Cela a fini par dégrader les marges de manœuvre économique et provoquer une perte de confiance, se traduisant par un ralentissement de l’investissement, de la construction et une réduction de la liquidité dans  le système bancaires, ressentis en 2010-2013 par rapport à la décennie d’avant et, en même temps, les déficits budgétaire et commercial, se sont creusés.

 

Plans sectoriels non synchronisés

La présentation qui prend le parti des plans sectoriels adoptés par le Maroc, tels que Maroc Vert et Halieutis les présentant comme des réussites dans leurs secteurs respectifs.

Pour les auteurs du document, ces plans ont réalisé des acquis considérables sur les dix dernières années.
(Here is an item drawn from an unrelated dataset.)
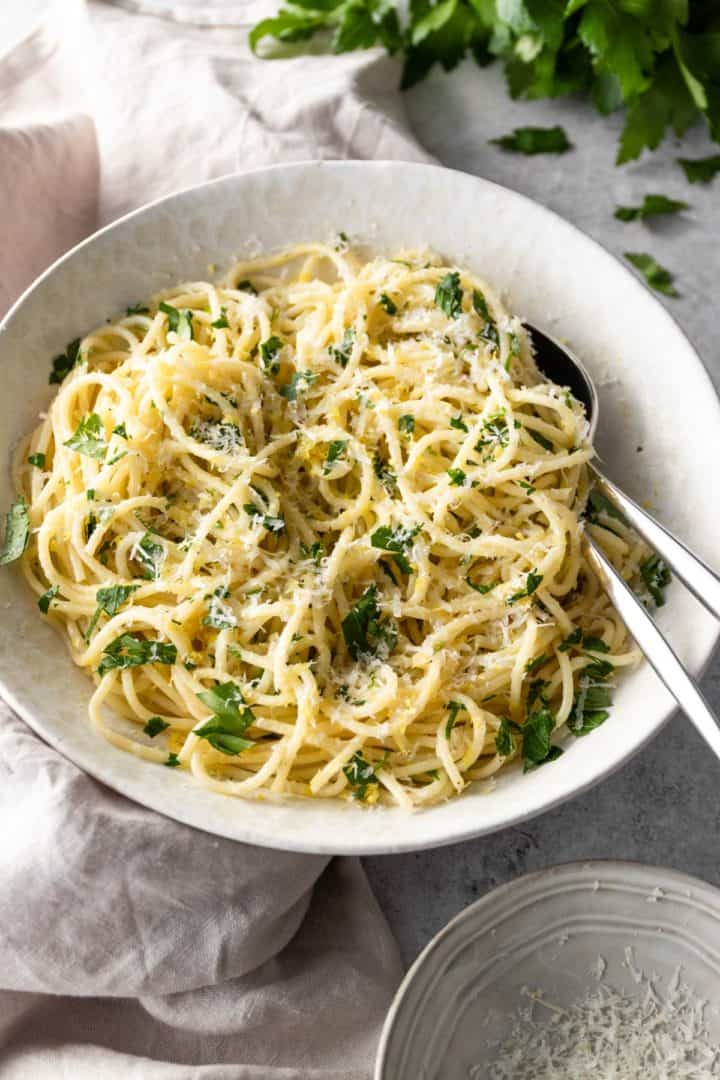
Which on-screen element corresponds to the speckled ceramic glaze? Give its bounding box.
[0,162,720,853]
[375,862,720,1080]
Ils présenteraient, néanmoins, trois déficits majeurs.

Le premier est “l’incohérence entre les politiques publiques, menées en silos”. Par exemple, on note une absence de coordination des prospections commerciales opérées à l’étranger par les institutions chargées de recruter des touristes de nouveaux pays émetteurs et celles qui s’occupent de multiplier les investissements directs étrangers.
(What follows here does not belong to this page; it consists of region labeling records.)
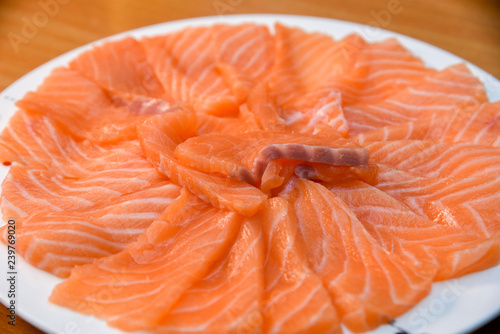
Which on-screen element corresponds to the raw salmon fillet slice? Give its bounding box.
[175,131,368,184]
[268,24,348,135]
[138,108,267,216]
[69,37,168,99]
[50,191,242,331]
[325,34,435,105]
[344,64,488,135]
[155,218,264,334]
[17,68,156,143]
[295,163,378,184]
[0,110,79,175]
[281,179,434,333]
[141,26,238,115]
[353,102,500,147]
[258,197,342,333]
[366,140,500,177]
[0,23,500,334]
[1,141,167,218]
[327,181,500,280]
[3,181,180,277]
[376,165,500,237]
[212,24,275,103]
Cela ne se ressent pas seulement sur le plan économique et d’affaires, et touche aussi aux secteurs sociaux, avec la non synchronisation des services publics et l’initiative nationale de développement humain.

Les déficits portent également sur le pilotage et l’exécution, (le delivery gap, en langage de consultant) la multiplicité d’intervenants rendant la tâche plus difficile.
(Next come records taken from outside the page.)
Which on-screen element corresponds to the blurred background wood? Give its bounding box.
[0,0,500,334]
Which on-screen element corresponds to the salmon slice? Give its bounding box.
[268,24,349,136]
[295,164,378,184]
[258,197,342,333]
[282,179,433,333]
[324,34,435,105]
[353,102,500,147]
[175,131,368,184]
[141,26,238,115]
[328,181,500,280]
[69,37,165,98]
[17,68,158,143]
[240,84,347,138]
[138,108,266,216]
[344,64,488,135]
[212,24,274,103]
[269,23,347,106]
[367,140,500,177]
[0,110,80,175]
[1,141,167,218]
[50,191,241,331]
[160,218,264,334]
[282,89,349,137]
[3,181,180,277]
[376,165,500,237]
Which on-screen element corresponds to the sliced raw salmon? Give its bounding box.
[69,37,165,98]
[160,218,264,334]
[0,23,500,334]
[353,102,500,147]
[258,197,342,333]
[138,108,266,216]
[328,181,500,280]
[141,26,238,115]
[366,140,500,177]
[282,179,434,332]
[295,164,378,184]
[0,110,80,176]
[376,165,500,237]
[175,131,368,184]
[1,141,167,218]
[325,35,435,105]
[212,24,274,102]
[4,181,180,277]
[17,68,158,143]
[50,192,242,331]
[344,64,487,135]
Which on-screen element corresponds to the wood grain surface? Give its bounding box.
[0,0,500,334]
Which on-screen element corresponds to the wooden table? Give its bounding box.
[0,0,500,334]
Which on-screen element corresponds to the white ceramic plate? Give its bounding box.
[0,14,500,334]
Et enfin, les réforme structurelles nécessaires, notamment institutionnelles et celle liée aux secteurs sociaux, manque de radicalité et de profondeur, selon les auteurs de la restitution.

 

Dégradation des services publics

L’étude déplore aussi les niveaux des indicateurs sociaux.

En effet, les chiffres de la pauvreté reflètent des disparités sociales considérables. “Le revenu moyen par ménage est deux fois inférieur à la moyenne nationale” rapportent les auteurs. En effet, 13% des ménages en milieu urbain vivent en dessous du seuil de pauvreté, contre 22% en milieu rural. Cela ramène la moyenne nationale à 15%.

Et si des efforts ont été consentis pour réduire le taux d’analphabétisme, celui-ci reste très élevé, 43% en moyenne au royaume. En milieu rural, cela représente 56% contre 39% en milieu urbain.

Quant à la mortalité infantile, elle reste très élevée, reflétant le niveau d’accès aux infrastructures de santé, et la qualité du service public. Ainsi, sur chaque mille nouvelles naissances, 54 bébés trouvent la mort en milieu rural, contre 39% en ville.

En l’absence de couverture santé efficace et généralisée, le coût de l’accouchement représente 3 mois de revenu moyen.

 

Leçons des Brics: réinventer le capitalisme national

Mckinsey préconise dans cet avant-projet, de s’inspirer des BRICS (Brésil, Russie, Inde, Chine et Afrique du Sud) “pays véritablement émergents”.

Pour le Maroc, il faut, selon les auteurs une “logique de développement intégré autour de priorités claires”, ainsi qu’une mise en cohérence des domaines d’action de l’Etat, tout en soulignant les priorités, et que celles-ci intègrent le volet social.

Sur le plan industriel, Mckinsey souligne la nécessité de politiques industrielles changeant en fonction de chaque étape de développement, mais en gardant à l’esprit les secteurs clés et moteurs de croissance. Mckinsey reprend la terminologie de Moulay Hafid Elalamy, en mettant l’accent sur la logique d’écosystèmes et d’acteurs/transactions catalytiques.

Pour cela, il faut, selon le cabinet, attaquer de front les réformes structurelles, en ayant recours aux chocs de simplification, et de mettre fin au tabou du public, en mélangeant capitaux publics et privés.

Réinventer le capitalisme national, tel est le mot d’ordre. Pour Mckinsey, la logique des champions nationaux est une réussite qu’il faut retenir et dupliquer tout en repensant la gouvernance de marché.

Pour ne pas rater le rendez-vous de l’émergence, il faut donc, selon Mckinsey, un taux de croissance constant de 6% à 8%.

Et cela ne pourra être possible sans la rénovation de l’Etat et des institutions vers plus d’efficience, tout en ayant une “population mieux éduquée et en adéquation avec le marché du travail”. En outre, le capitalisme national se renforçant dans sa logique de champions nationaux, pourra disposer de locomotives à même de transformer le Maroc en une puissance régionale, notamment grâce à l’ouverture sur les marchés d’Afrique de l’ouest.